A broad characterization of glycogen storage disease iv patients : a clinical, genetic, and histopathological study

Detalhes bibliográficos
Autor(a) principal: Wilke, Matheus Vernet Machado Bressan
Data de Publicação: 2023
Outros Autores: Oliveira, Bibiana Mello de, Starosta, Rodrigo Tzovenos, Shinawi, Marwan, Lu, Liang, He, Mai, Ma, Yamin, Stoll, Janis, Souza, Carolina Fischinger Moura de, Siqueira, Ana Cecilia Menezes de, Vieira, Sandra Maria Gonçalves, Cerski, Carlos Thadeu Schmidt, Refosco, Lilia Farret, Schwartz, Ida Vanessa Doederlein
Tipo de documento: Artigo
Idioma: eng
Título da fonte: Repositório Institucional da UFRGS
Texto Completo: http://hdl.handle.net/10183/267289
Resumo: Glycogen storage disease type IV (GSD IV) is an ultra-rare autosomal recessive disease caused by variants in the GBE1 gene, which encodes the glycogen branching enzyme (GBE). GSD IV accounts for approximately 3% of all GSD. The phenotype of GSD IV ranges from neonatal death to mild adult-onset disease with variable hepatic, muscular, neurologic, dermatologic, and cardiac involvement.

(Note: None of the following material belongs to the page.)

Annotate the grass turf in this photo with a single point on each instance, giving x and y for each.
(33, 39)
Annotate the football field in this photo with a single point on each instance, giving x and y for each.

There is a paucity of literature and clinical and dietary management in GSD IV, and liver transplantation (LT) is described to correct the primary hepatic enzyme defect. Objectives: We herein describe five cases of patients with GSD IV with different ages of onset and outcomes as well as a novel GBE1 variant. Methods: This is a descriptive case series of patients receiving care for GSD IV at Reference Centers for Rare Diseases in Brazil and in the United States of America. Patients were selected based on confirmatory GBE1 genotypes performed after strong clinical suspicion. Results: Pt #1 is a Latin male with the chief complaints of hepatosplenomegaly, failure to thrive, and elevated liver enzymes starting at the age of 5 months. Before LT at the age of two, empirical treatment with corn starch (CS) and high protein therapy was performed with subjective improvement in his overall disposition and liver size. Pt #2 is a 30-month-old Afro-American descent patient with the chief complaints of failure to gain adequate weight, hypotonia, and hepatosplenomegaly at the age of 15 months. Treatment with CS was initiated without overall improvement of the symptoms. Pt #3.1 is a female Latin patient, sister to pt #3.2, with onset of symptoms at the age of 3 months with bloody diarrhea, abdominal distention, and splenomegaly. There was no attempt of treatment with CS. Pt #4 is an 8-year-old male patient of European descent who had his initial evaluation at 12 months, which was remarkable for hepatosplenomegaly, elevated ALT and AST levels, and a moderate dilatation of the left ventricle with normal systolic function that improved after LT. Pt #1, #3.2 and #4 presented with high levels of chitotriosidase. Pt #2 was found to have the novel variant c.826G > C p.(Ala276Pro). Conclusions: GSD IV is a rare disease with different ages of presentation and different cardiac phenotypes, which is associated with high levels of chitotriosidase. Attempts of dietary intervention with CS did not show a clear improvement in our case series.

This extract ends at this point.